Before we leave Bracknell, it’s worth noting that it has also appeared in Harry Potter and the Time Bandits, so it’s not all about horrible crimes.

Back to Reading and Munchees café in the Butter Market has been in Broadchurch (as has Jennett’s Park in Bracknell) but it is the use of Huntley and Palmers biscuit factory for the 1976 filming of Bugsy Malone prior to the building’s demolition that still stands out.

We need a drink after all that, and if you’ve been to Stanlake Park at Twyford for a bottle and it’s all seemed a bit familiar, there might be a reason. There’s been filming here for The Woman in Black (ITV), Midsomer Murders, New Tricks and Rosemary & Thyme.

Three in disguise

• You’d think that Ascot Racecourse is hard not to recognise, but all that glass and escalators meant it could be turned into an airport supposedly in Shanghai for Daniel Craig’s third outing as Bond in 2012’s Skyfall. The racecourse had ‘played itself’, however, in another Bond movie, A View to a Kill, where Roger Moore sought out a villain.

• Off to Henley Regatta?
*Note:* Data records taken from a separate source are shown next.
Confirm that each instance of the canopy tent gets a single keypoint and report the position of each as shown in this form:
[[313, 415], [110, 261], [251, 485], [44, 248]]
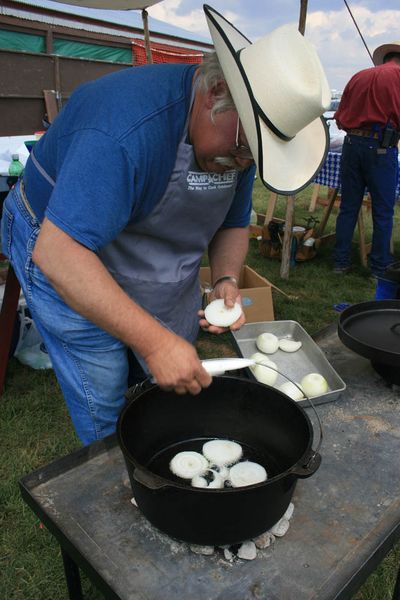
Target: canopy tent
[[121, 5]]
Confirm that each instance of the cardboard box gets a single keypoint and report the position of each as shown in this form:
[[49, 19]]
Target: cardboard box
[[256, 292]]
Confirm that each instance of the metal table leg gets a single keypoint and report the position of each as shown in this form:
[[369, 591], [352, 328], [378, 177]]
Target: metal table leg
[[72, 576], [396, 592]]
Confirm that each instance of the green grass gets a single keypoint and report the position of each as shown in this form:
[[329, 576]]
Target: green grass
[[35, 428]]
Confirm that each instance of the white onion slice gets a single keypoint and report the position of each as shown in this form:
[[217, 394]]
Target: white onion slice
[[217, 313], [263, 374], [260, 358], [291, 390], [267, 342], [314, 384], [288, 345], [188, 464], [222, 452], [247, 473]]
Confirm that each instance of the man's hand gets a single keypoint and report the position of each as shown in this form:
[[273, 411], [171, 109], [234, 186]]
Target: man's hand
[[229, 291], [175, 366]]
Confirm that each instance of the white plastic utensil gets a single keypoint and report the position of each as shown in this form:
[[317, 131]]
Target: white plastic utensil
[[218, 366]]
Not exactly. In 2010’s The Social Network, the story of Mark Zuckerberg and founding of Facebook, Dorney Lake glides through its stand-in part as the Thames at Henley. All this, of course, was before it was used for rowing and kayaking events in the London Olympics and Paralympics.

• So Marilyn Monroe comes to England, flying into London Airport? Yes, she did that, arriving with then husband Arthur Miller. But for the film My Week with Marilyn, built around her time filming The Prince and the Showgirl with Laurence Olivier at Pinewood, modern day Heathrow would simply not do. So White Waltham Airfield near Maidenhead stood in as the airport for the Hollywood icon’s arrival.